If you’re looking for advice about options surrounding fertility, pregnancy or counselling, always consult your doctor.
Dear past me,
Don’t cry. Just don’t cry.
I know it’s hard watching friends announce their baby news when behind closed doors it’s consuming your every thought. They don’t know that every waking minute you’re trawling forums; desperately searching for a magic answer in someone else response. They don’t know that every month you spend a fortune on pregnancy tests, way more than you’d like to admit, trying to convince yourself of something that’s not there. Be happy for them, it’s not their fault those two lines won’t appear for you.
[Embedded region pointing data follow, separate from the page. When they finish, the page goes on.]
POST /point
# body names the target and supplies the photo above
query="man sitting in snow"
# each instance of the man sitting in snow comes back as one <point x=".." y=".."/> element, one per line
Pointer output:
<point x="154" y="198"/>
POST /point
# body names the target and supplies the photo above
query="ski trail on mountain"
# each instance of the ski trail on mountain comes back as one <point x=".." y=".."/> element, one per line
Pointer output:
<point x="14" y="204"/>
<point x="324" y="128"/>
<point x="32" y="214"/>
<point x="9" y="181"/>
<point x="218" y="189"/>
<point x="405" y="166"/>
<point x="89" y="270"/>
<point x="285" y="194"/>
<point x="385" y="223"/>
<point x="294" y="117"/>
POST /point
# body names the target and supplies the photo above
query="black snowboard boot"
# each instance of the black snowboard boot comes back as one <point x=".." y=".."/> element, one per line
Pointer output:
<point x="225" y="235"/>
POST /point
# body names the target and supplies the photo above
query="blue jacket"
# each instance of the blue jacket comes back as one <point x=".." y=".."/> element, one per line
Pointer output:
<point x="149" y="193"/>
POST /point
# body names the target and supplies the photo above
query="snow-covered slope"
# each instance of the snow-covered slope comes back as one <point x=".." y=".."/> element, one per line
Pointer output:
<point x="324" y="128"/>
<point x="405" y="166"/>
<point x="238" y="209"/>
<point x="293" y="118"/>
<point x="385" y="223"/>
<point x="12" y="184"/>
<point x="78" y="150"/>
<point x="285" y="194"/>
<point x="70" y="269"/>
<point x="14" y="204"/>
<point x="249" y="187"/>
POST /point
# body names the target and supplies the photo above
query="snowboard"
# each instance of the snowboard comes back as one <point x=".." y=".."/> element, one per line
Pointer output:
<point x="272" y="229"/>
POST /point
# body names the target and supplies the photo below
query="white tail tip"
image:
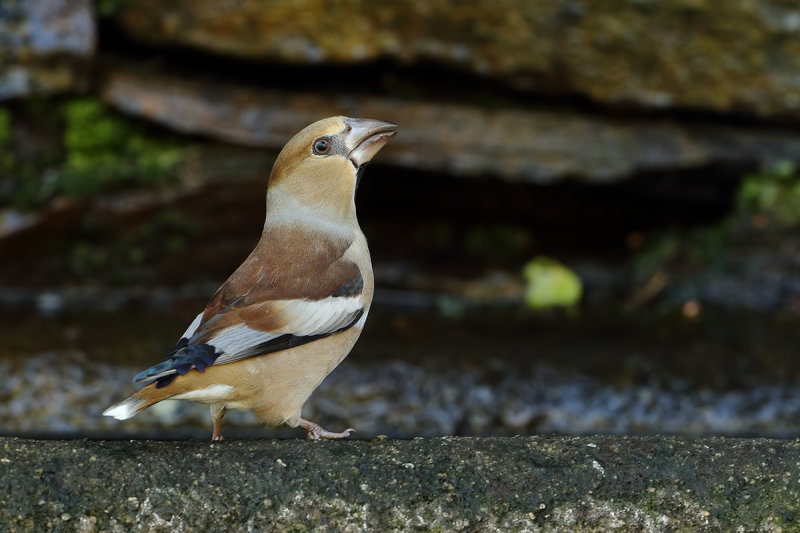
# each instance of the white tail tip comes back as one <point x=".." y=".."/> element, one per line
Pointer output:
<point x="124" y="409"/>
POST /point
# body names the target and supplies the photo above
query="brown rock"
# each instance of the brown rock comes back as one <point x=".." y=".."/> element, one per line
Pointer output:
<point x="738" y="56"/>
<point x="44" y="45"/>
<point x="538" y="146"/>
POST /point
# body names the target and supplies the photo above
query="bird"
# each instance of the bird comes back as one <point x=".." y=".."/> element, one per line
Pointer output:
<point x="295" y="307"/>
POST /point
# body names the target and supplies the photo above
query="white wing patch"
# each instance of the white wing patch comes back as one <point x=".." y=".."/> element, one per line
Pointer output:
<point x="302" y="318"/>
<point x="238" y="338"/>
<point x="212" y="393"/>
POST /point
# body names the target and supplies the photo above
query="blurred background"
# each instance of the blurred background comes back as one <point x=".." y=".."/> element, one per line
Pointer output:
<point x="588" y="222"/>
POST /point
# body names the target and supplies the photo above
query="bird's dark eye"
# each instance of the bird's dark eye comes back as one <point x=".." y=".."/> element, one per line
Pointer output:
<point x="321" y="146"/>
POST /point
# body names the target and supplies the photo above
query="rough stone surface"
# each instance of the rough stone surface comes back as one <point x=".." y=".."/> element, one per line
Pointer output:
<point x="534" y="145"/>
<point x="45" y="45"/>
<point x="446" y="484"/>
<point x="703" y="54"/>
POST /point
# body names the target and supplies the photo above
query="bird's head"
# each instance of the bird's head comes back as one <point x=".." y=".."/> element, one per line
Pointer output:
<point x="316" y="173"/>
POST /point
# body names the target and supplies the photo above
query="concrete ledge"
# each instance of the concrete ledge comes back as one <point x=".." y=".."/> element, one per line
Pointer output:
<point x="443" y="484"/>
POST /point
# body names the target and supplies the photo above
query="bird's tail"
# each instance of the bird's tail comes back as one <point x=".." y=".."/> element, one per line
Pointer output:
<point x="139" y="400"/>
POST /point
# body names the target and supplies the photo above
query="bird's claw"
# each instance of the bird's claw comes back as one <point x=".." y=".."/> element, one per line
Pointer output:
<point x="316" y="432"/>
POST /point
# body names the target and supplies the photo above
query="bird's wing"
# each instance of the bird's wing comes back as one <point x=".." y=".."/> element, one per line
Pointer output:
<point x="265" y="308"/>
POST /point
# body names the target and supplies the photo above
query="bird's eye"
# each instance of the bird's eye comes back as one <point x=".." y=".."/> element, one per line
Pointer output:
<point x="321" y="146"/>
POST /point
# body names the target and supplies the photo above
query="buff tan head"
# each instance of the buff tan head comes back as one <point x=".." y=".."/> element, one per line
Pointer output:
<point x="319" y="168"/>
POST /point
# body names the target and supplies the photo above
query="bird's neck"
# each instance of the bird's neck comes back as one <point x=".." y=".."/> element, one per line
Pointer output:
<point x="285" y="209"/>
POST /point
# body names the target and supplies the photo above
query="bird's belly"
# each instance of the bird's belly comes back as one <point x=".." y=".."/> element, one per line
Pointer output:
<point x="275" y="386"/>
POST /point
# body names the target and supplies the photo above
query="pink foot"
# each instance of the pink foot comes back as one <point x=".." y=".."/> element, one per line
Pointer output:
<point x="216" y="435"/>
<point x="316" y="432"/>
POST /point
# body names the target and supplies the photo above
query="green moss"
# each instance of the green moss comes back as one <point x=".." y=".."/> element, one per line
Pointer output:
<point x="5" y="127"/>
<point x="774" y="192"/>
<point x="106" y="150"/>
<point x="114" y="257"/>
<point x="551" y="284"/>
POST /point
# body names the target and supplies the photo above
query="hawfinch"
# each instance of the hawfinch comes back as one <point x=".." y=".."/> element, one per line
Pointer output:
<point x="296" y="306"/>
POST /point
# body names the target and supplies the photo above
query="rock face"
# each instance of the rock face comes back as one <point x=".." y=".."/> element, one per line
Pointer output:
<point x="529" y="484"/>
<point x="739" y="56"/>
<point x="539" y="146"/>
<point x="45" y="45"/>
I know when you’re in the midst of trying for a baby it can be hard to see the end of it all. Tests and needles, scans and meds. But trust me on this one. For you, it will be ok.
You have a child. He was a natural conception on the first month of trying. Who knew it was that easy? A second will surely be no trouble, you think, but he’s only eight months old- there’s plenty of time.
The ectopic pregnancy will be a shock. One minute you’ll be on a plane coming home from a holiday, unaware that you’re about to find out the next day that baby number two is already on the way. You will barely be able to wipe the smile off your face.
But that weird pain, is that normal? You will try and ignore it, cramps can be a normal part of early pregnancy but this, this feels different. You’ll go to the doctor who will organise a scan that afternoon. It won’t show anything, so you’ll go home. At about four am the next morning you’ll fall out of bed in a world of agony. Before you know it you will be on the operating table, surrounded by doctors and bright lights, fading into shock as your body succumbs to internal bleeding. When you wake the doctors will break the news that due to a rupture, you have lost all of the left tube.